I’m going to try again to activate this “park”. Perhaps I should try setting up a vertical to get the benefit of a low radiation angle and the effect of the ocean as a groundplane!
While on vacation with the family in a summer house rental in the town Akureyri in north Iceland I took the opportunity to activate IS-0103 Glerárdalur POTA park on the sunday 20th of july 2025.
Glerárdalur is a valley sculpted by a (long gone) glacier. It is named after the river Glerá that flows through it.
I parked my car at the parking spot where the hike to the mountain (Súlur) in north Iceland starts. A table with benches was conveniently located at the parking place.
This was my first use of my newly built QRP-Labs QMX 80m-20m tranceiver. I powered it with a PowerDelivery capable powerbank with a 12V trigger cable. The antenna was a Sota Beams Band-Hopper 3 inverted V antenna.
The weather was calm, slightly foggy but mostly dry. Temperatures were 13-15°C and no wind.
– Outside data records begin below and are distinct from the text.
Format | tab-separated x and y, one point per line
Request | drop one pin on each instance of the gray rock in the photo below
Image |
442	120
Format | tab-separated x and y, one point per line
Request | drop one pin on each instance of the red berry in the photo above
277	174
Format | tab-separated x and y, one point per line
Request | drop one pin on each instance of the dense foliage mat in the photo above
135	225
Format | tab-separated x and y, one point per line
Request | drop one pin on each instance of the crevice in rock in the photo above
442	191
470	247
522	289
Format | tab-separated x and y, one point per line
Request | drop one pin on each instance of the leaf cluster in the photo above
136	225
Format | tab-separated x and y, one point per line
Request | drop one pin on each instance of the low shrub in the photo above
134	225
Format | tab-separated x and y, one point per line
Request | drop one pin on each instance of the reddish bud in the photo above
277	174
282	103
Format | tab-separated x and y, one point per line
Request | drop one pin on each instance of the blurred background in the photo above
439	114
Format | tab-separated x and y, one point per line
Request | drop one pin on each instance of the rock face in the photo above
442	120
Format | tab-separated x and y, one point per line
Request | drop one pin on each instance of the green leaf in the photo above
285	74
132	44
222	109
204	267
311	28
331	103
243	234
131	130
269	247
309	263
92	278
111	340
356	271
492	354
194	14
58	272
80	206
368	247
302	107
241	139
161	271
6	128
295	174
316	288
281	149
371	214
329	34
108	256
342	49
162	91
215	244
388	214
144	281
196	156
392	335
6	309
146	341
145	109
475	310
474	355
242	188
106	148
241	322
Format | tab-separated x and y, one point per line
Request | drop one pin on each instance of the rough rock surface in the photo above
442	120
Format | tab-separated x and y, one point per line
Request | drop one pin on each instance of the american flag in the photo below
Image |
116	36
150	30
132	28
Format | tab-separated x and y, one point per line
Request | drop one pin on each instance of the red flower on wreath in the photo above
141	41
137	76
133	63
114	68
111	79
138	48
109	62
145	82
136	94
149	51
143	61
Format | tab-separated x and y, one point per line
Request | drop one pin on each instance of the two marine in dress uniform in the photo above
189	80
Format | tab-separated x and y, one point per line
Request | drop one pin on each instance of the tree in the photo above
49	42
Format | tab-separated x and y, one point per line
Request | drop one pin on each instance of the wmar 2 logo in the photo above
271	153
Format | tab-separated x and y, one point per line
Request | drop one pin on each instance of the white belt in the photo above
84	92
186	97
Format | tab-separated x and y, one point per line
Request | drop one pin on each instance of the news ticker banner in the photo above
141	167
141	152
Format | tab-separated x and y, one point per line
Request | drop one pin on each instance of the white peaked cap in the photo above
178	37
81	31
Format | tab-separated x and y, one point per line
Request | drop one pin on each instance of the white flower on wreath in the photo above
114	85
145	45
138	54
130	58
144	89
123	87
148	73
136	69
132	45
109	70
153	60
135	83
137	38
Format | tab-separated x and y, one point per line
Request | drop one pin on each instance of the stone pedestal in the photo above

I operated mostly on 20m around 14.061MHz but managed one contact at the end of my activation on 30m. My activation started at 21:00UTC (Iceland is on UTC time so thats local time as well). I was able to get 12 total contacts making this a valid activation! Most of my contacts were early on in the activation, within the first 30 minutes. Things then got more quiet. I packed up after about 1h30minutes.
The QMX worked very well. It took me a little while to get used to it since it was my first use. The rig has a few “birdies”, that is spurious tones, that caught me by surprise. Some of them were very strong. I suspect they are perhaps generated by the powerbank boost converter. I’ll have to investigate that better.
I had contacts on both sides of the Atlantic. The European stations were generally stronger though, at least until the activity slowed down. Maybe it was a change in the radio conditions or maybe Europe just went to bed! 22:00UTC is midnight in big parts of Europe. My last contact was with F5MUX on 30m. His signal was the strongest signal of the evening.
Very enjoyable activation! My log has been uploaded to both LOTW and the POTA site.